GA 61


Phänomenologische Interpretationen zu Aristoteles: Einführung in die phänomenologische Forschung

Phenomenological Interpretations of Aristotle: Introduction to Phenomenological Research

The Winter Semester 1921–22 lecture course is an introduction to the interpretation of Aristotle, which Heidegger will develop in the next semester. This phenomenological interpretation was also the title of a book on which Heidegger worked, from 1922 through 1924. The lecture course is basically a destruction of his earlier work and leads to a new explication of life.

The brief first part on the reception of Aristotle addresses the need for a fundamental clarification of philosophizing to its history on the level of factic life itself, and on the then fashionable reception of Aristotle as a naive epistemologist, and on the problem of the “Greekification” of Christianity.

In the second part, What Is Philosophy?, Heidegger defines philosophy as a phenomenological ontology and develops the intrinsically historical character of ontological research. Ultimately, there is no difference between the ontological and the historical. Philosophizing takes place within a hermeneutic situation that determines the way in which we have philosophy. Since philosophy is not a thing but a fundamental having of the situation of our lives, it demands resolution. We can have philosophy in a genuine way. This kind of having involves an addressing of the object, and is always grounded in a prior claim of already being “had” and standing in relation to something. Philosophy is a way of comportment or intentionality. The threefold sense of intentionality, content sense, actualization sense, and relational sense, is refined, and a fourth meaning is added, the temporalizing sense, which comprehends the other three. Temporalization determines the temporalizing sense. We can either have philosophy in the full-fledged sense that concerns my own existence or as an object of curiosity. The original enactment of philosophy is, in the full stretch of the actualization sense itself, pursuant to the temporalizing sense of always being under way. Philosophizing as a fundamental knowing is nothing other than the radical actualization and enactment of the historicality of life’s facticity.

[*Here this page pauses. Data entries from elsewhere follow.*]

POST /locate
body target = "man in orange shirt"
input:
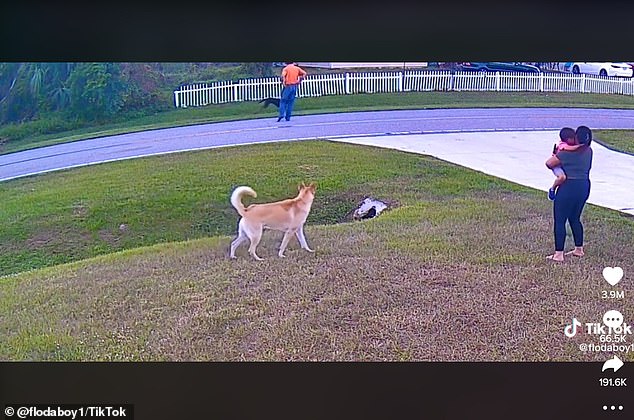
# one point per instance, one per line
(292, 74)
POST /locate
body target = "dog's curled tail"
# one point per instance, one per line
(236, 198)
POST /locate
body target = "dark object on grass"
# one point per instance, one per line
(271, 101)
(369, 208)
(369, 214)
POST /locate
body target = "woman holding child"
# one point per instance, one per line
(572, 194)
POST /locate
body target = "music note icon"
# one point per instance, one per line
(571, 330)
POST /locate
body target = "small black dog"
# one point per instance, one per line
(271, 101)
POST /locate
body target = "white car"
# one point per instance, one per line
(600, 69)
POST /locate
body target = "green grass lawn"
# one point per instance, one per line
(455, 271)
(324, 104)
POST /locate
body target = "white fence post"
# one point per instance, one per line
(201, 94)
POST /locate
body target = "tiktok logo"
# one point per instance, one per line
(571, 330)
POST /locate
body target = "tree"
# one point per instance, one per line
(96, 90)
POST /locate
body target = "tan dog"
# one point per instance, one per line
(288, 216)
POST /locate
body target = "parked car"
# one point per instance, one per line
(600, 69)
(498, 66)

The third part is an ontological revision of Heidegger’s categories of life, and centers upon demonstrating the inherently historical character of the facticity of life. The primary ontological category of life is care, which is indigenous to life itself. Heidegger begins to rethink his analysis of the environment in terms of using and making, rather than seeing. Ruination, or fallenness, as it will be called later, is the dominant tendency of life.